1. Expense reduction

One of the advantages of using a cloud provider is that any expenses associated with maintaining the physical infrastructure will be shifted to the provider, but this benefit only pays dividends if the process is managed properly. To that end, IT systems and processes must be designed to automatically provision and deprovision resources as needed, reducing manual interaction to a minimum. So-called zombie IT can easily consume the forecast savings.

A common misconception of cloud computing is that it is somehow more secure than enterprise-hosted computing. It isn't. In fact, it presents some new challenges.

2. IT security

A common misconception of cloud computing is that it is somehow more secure than enterprise-hosted computing. It isn't. In fact, it presents some new challenges. To ensure your data is protected, contract with a security company that can provide validated products to protect both data in flight and data at rest. Of all cloud automation use cases, creating and maintaining good cloud security are among the most tangible.

3. Performance

Application performance can suffer if the cloud computing environment isn't well designed and implemented.

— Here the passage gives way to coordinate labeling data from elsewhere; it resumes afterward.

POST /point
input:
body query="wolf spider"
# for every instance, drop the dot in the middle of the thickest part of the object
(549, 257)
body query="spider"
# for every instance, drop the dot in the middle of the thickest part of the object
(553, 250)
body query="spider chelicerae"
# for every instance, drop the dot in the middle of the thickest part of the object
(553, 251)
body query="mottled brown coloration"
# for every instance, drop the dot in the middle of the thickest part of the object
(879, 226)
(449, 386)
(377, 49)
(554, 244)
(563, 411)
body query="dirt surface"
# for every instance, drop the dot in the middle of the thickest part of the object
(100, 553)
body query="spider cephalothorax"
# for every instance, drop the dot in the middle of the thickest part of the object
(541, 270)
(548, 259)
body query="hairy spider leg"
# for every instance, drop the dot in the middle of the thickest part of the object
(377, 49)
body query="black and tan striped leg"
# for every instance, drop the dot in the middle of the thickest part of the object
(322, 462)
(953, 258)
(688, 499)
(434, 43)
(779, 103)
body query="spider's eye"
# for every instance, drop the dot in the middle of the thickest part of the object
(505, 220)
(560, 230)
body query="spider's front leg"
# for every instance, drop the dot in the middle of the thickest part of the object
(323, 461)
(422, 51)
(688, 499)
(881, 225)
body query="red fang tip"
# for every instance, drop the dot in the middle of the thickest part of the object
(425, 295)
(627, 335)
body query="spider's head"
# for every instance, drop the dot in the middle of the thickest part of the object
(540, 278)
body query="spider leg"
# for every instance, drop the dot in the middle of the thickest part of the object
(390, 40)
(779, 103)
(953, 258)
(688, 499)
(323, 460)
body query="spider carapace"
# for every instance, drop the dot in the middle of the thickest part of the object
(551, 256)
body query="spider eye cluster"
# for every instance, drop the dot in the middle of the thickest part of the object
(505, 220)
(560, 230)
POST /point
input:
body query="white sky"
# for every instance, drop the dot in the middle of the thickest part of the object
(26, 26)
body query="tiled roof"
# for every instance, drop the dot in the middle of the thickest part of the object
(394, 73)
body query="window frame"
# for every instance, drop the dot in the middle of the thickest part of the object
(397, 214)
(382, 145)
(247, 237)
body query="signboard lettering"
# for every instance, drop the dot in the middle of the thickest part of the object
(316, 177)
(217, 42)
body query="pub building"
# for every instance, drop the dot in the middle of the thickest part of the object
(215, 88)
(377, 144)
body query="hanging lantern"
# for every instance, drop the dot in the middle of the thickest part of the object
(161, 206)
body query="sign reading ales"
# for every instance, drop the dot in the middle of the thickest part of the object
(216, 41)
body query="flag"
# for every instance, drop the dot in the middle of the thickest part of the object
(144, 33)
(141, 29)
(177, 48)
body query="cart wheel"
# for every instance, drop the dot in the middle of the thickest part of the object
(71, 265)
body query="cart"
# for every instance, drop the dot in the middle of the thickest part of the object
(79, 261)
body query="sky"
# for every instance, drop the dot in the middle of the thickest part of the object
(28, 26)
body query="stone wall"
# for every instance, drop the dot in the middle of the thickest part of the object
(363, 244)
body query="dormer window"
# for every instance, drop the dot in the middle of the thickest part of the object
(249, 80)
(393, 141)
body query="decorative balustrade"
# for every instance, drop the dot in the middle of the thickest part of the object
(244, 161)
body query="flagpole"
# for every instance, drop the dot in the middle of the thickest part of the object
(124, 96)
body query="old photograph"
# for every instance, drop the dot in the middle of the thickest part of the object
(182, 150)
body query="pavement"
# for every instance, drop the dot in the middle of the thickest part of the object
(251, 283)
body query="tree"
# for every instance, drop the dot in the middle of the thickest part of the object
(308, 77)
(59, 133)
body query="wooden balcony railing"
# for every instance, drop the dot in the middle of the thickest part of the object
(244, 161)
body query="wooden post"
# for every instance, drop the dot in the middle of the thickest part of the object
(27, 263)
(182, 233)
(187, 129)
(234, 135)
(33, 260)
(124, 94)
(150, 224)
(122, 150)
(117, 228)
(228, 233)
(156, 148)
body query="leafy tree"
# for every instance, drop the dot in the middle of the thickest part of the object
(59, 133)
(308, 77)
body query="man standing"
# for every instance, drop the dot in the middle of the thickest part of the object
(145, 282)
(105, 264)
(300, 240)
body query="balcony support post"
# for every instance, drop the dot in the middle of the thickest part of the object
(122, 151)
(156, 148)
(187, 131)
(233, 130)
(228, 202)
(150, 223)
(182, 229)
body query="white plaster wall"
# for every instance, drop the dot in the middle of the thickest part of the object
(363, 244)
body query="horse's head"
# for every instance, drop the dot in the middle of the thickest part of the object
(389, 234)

Key parts of an application should be served by a single cloud provider to minimize communications latency among components. Applications that can take advantage of multiple cloud instances can optimize client-to-cloud location selection.

One way to monitor cloud performance is through the OpenTelemetry cloud observability framework. It is an open source, vendor-neutral system for collecting telemetry data from cloud computing systems. Software agents that collect metrics and logs are loaded on the computing systems. The collected data is forwarded to a variety of analysis systems where system performance can be monitored. Check with your cloud provider to see if it is supported.

4. Resilience

Good cloud computing design will incorporate a foundation that calls for running an application in more than one availability zone or by more than one cloud provider. Be careful though; it is easy to make a mistake and find that an application relies on a nonredundant internal component that was overlooked. The best approach to validating resilience is to run active tests. Consider an outside organization to validate the testing; we've often seen cases where a testing shortcut invalidated the resilience tests.

5. Troubleshooting

Troubleshooting infrastructure you don't own or control is challenging. The data tapped to troubleshoot an enterprise network isn't available; instead, users must rely on digital experience (DX) monitoring, a combination of synthetic transactions and real-time traffic monitoring.

Detailed diagnostic information is captured by software agents and correlated, producing a comprehensive view of client-to-server application performance. At NetCraftsmen, we've used DX tools to diagnose problems as varied as ISP routing protocol issues and client-side Wi-Fi signal strength, all without having access to the networks and network devices involved.

Finding what works best

Another step involves the use of ChatOps automation workflows to streamline the troubleshooting process and reduce the time to resolution. When a problem is detected, a bot runs predetermined workflows to collect diagnostic information. The bot posts the diagnostic information in a Slack or Teams chat space, for example, where IT team members can begin the troubleshooting process. More bot workflows can be created as needed, thus freeing the IT team from having to manually investigate or collect performance data.

The shift to cloud computing from enterprise computing comes with challenges and opportunities. You can't just take what worked in the enterprise and migrate those systems and workflows to the cloud. What's required is a careful evaluation of cloud automation use cases to determine which tools will give you the ability to scale up resources as needed while avoiding the errors inherent in manual processes.